I have 2 of these cameras and 2 Kodak SLR/N cameras.

I was fascinated by them for a while and bought a bunch of mint ones cheap. I was able to shoot full frame with my Nikkors long before Nikon came out with a full frame DSLR.

They have similar sensors to the Leica M9, and, with very careful technique, can produce magnificent images.
 
The Kodak DCS14 series used a CMOS sensor with analog outputs, made by Fillfactory. Many of the Fillfactory people went on to setup CMOSIS, Cypress bought Fillfactory. The 14MPixel full-frame CMOS sensor was sold for many years after the DCS-14 went out of production, you could order it and the development kit from DigiKey. I suspect a full-frame CCD would have been cost prohibitive. The DCS-460c was over $25K when introduced, had a 1.3x crop factor. The DCS760 was the last DSLR that they made with a Kodak CCD- also 1.3x Crop Factor. I downloaded the long Datasheet for the 14MPixel Fillfactory sensor, before it was taken out of production- if anyone wants it. I have a collection of datasheets, including the KAF-10500 and KAF-18500 used in the M8 and M9, respectively.

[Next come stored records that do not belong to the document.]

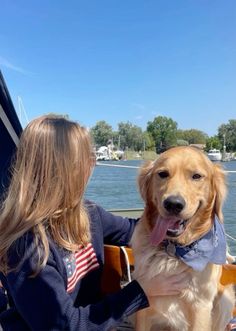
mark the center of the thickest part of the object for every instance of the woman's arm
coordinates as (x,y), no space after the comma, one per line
(44,304)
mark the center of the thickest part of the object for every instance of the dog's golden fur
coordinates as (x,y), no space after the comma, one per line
(187,173)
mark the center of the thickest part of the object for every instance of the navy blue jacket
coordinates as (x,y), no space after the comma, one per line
(43,303)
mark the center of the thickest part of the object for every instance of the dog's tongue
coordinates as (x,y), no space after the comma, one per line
(160,229)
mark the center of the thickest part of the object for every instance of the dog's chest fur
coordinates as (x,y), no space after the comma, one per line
(173,311)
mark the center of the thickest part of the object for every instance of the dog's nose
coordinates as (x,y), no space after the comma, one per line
(174,204)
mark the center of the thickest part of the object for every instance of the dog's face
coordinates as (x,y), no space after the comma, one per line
(183,191)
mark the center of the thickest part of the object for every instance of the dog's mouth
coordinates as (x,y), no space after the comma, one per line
(167,227)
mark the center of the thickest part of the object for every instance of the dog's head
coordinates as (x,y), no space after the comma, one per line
(183,191)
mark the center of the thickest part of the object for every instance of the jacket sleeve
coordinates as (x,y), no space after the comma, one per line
(45,305)
(117,230)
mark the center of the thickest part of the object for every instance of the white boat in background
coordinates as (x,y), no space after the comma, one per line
(214,155)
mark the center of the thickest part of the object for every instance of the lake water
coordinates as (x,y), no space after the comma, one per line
(116,188)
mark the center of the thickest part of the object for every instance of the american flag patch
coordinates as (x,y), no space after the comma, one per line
(78,264)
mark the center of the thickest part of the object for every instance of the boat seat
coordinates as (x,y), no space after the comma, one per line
(115,268)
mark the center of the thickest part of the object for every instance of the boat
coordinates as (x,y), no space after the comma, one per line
(214,155)
(10,130)
(116,260)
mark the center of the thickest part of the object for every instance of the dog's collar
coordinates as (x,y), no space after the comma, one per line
(210,248)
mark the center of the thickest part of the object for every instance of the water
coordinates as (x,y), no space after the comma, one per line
(116,188)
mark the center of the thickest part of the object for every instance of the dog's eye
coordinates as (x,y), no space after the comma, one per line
(163,174)
(196,176)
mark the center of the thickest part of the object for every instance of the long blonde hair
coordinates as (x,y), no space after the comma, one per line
(53,163)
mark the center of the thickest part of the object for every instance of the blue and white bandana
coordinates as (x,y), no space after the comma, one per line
(211,248)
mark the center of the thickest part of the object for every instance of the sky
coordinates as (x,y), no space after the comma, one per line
(122,60)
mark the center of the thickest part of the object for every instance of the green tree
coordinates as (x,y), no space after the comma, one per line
(130,136)
(148,142)
(192,136)
(227,133)
(213,142)
(101,133)
(163,130)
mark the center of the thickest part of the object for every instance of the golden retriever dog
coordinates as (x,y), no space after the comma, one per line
(182,221)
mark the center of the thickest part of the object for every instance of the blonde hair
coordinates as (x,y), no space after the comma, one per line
(53,163)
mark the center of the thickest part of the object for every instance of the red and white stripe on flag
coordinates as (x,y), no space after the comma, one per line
(78,264)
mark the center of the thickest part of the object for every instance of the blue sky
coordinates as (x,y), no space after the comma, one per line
(122,60)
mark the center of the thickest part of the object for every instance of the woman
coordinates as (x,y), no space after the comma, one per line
(51,240)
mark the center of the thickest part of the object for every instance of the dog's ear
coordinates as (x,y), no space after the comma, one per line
(144,180)
(219,180)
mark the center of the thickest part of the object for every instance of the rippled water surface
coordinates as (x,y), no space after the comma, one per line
(114,188)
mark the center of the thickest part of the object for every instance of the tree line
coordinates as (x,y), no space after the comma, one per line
(160,134)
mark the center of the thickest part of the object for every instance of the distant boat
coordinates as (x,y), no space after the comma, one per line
(214,155)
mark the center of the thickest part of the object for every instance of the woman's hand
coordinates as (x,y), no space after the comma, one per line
(166,285)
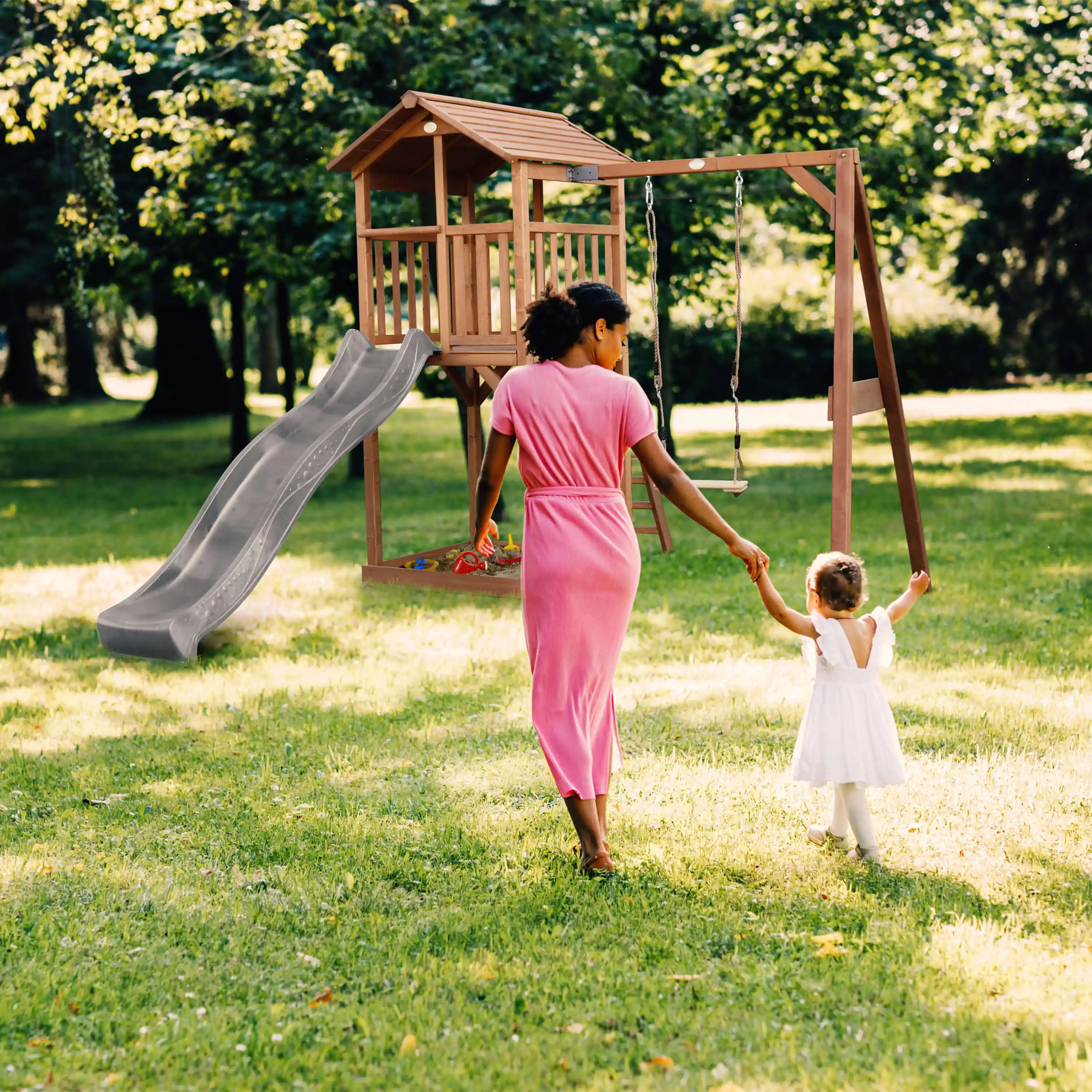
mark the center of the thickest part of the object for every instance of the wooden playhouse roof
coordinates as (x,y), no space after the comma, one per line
(485,136)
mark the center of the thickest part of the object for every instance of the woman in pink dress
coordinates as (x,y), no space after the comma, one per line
(576,419)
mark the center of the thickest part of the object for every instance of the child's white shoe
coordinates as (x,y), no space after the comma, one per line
(865,856)
(820,836)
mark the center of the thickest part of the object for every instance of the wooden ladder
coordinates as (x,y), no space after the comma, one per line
(654,505)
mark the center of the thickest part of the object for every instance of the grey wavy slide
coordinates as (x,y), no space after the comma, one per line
(249,514)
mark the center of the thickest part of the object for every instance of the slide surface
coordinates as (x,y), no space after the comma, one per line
(249,514)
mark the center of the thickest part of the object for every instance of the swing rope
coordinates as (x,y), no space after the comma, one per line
(658,366)
(737,459)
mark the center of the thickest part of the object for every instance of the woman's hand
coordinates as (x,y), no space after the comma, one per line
(483,546)
(752,556)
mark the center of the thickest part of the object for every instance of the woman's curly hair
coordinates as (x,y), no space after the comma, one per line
(557,320)
(839,580)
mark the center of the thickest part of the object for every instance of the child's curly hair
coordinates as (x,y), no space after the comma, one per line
(839,580)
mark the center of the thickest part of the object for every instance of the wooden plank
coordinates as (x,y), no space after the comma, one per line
(380,290)
(554,225)
(430,232)
(412,281)
(867,396)
(889,380)
(426,290)
(443,268)
(397,286)
(473,446)
(841,504)
(813,187)
(459,286)
(364,272)
(502,587)
(521,252)
(386,146)
(482,284)
(505,278)
(711,164)
(373,500)
(487,229)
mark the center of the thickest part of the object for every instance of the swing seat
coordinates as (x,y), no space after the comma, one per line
(733,487)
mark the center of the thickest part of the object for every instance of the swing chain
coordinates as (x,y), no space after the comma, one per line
(658,367)
(737,466)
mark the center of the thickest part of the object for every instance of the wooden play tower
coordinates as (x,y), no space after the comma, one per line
(468,284)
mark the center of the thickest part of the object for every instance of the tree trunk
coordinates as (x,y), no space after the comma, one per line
(284,342)
(268,355)
(80,357)
(190,376)
(21,381)
(664,313)
(237,301)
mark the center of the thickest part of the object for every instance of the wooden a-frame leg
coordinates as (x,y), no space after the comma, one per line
(889,381)
(841,500)
(373,505)
(473,446)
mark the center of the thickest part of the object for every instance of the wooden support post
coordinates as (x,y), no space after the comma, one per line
(841,503)
(443,266)
(521,252)
(364,273)
(473,445)
(373,504)
(889,380)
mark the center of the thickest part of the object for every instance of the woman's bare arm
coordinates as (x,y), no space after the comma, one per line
(672,482)
(498,450)
(786,615)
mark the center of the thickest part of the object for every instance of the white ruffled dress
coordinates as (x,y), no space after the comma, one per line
(848,733)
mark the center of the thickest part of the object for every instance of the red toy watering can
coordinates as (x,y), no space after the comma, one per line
(468,563)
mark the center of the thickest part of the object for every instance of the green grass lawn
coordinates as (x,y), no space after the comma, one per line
(331,856)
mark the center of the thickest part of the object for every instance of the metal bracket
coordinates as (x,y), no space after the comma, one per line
(582,174)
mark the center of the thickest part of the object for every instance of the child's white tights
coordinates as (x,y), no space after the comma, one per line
(852,811)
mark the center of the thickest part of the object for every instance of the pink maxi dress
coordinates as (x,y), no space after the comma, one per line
(581,563)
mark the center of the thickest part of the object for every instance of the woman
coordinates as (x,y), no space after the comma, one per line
(575,419)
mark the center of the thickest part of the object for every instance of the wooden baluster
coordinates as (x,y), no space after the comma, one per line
(397,286)
(505,284)
(482,281)
(380,292)
(412,281)
(426,289)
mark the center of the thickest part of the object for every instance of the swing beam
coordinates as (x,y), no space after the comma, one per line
(848,208)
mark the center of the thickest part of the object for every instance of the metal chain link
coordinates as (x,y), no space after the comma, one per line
(658,367)
(737,463)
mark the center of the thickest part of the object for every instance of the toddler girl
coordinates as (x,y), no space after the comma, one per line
(848,737)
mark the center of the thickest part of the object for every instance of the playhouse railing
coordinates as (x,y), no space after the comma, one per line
(399,266)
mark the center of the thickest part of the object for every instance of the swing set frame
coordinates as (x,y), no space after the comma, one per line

Interesting- the DCS14 series uses the same S8612 IR glass that suffers from the corrosion problem of the M9 and M Monochrom.

I was using Firewire with my Pentium III Tower and Dell Inspiron 8000 Laptop to connecpt up with my Nikon D1x, bought a pair when they were first introduced. I have the very first IR DSLR sold my Kodak, made after calling them up and asking for it. I worked with Digital IR sensors throughout the 80s. I did a lot of the high-speed data acquisition systems for them, so high-speed transfer "was my specialty". I wrote a lot of assembly language code fine-tuned using an Oscilloscope to get every last clock cycle for image transfer and processing.